Early on, onboard camera signals had to be beamed up to a helicopter and then relayed to the broadcast center. Then, FOM came up with the idea of placing land-based receivers around the venue to relay the signals. There are typically eight such sites dotted around each Grand Prix circuit. This advancement in technology allowed for the transmission of video from inside tunnels like those in Monaco, something that wasn’t possible with helicopters.

The onboard cameras’ housing has to be aerodynamically shaped. Typically, there are five such housings situated at strategic points around the vehicle. One such point has been made mandatory – the one behind the driver’s head on top of the airbox – by Formula 1 racing. This camera has since evolved into one that can face backward and forward. In conjunction with FOM, race tracks have designated the other four camera positions to be: on either side of the front of the car; in front of the front axle; on either side of the engine covering; and on top of the hood, just ahead of the windshield.

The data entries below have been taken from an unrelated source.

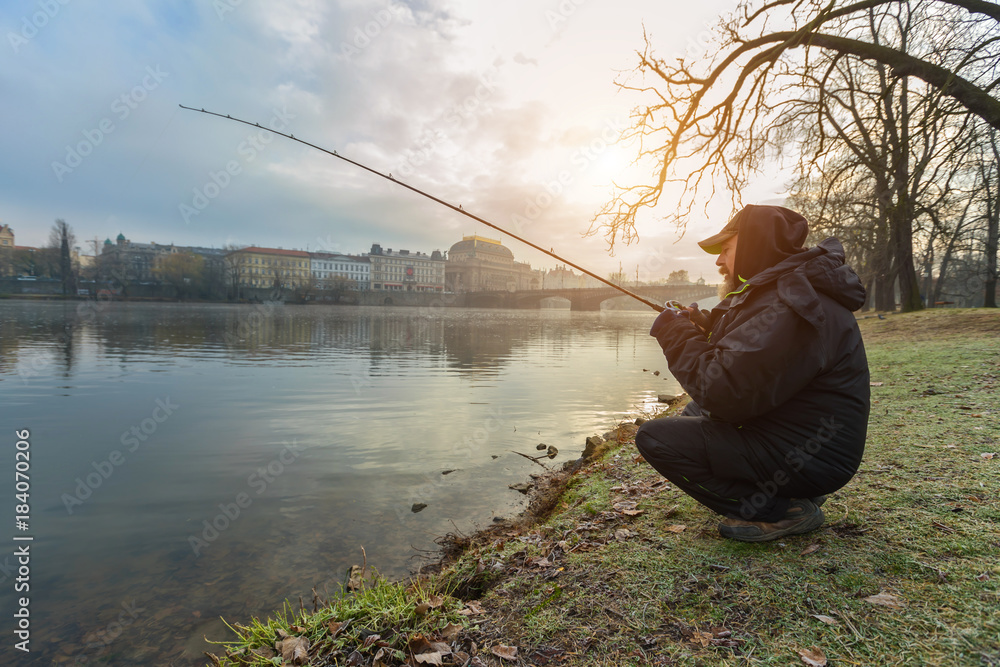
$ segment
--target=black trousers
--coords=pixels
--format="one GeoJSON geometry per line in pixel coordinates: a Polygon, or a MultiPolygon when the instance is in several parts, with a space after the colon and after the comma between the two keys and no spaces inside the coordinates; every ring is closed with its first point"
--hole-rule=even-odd
{"type": "Polygon", "coordinates": [[[718,514],[745,521],[779,521],[792,498],[831,493],[849,479],[792,465],[787,448],[703,416],[694,402],[678,417],[643,424],[635,444],[679,489],[718,514]]]}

Any cameras located on the rear of the vehicle must be attached to the forward end of teardrop-shaped, aerodynamic housing. This is done because the tapered shape of the rear end is not conducive to accommodate the camera housing.

So, the next time you watch a Formula 1 race car picking its way through a crowded field of competitors, or speeding down a straightaway, or engaged in heavy braking manoeuvre in a hairpin turn, all from ground-level, know that it was all made possible by the ingenuity of the onboard camera.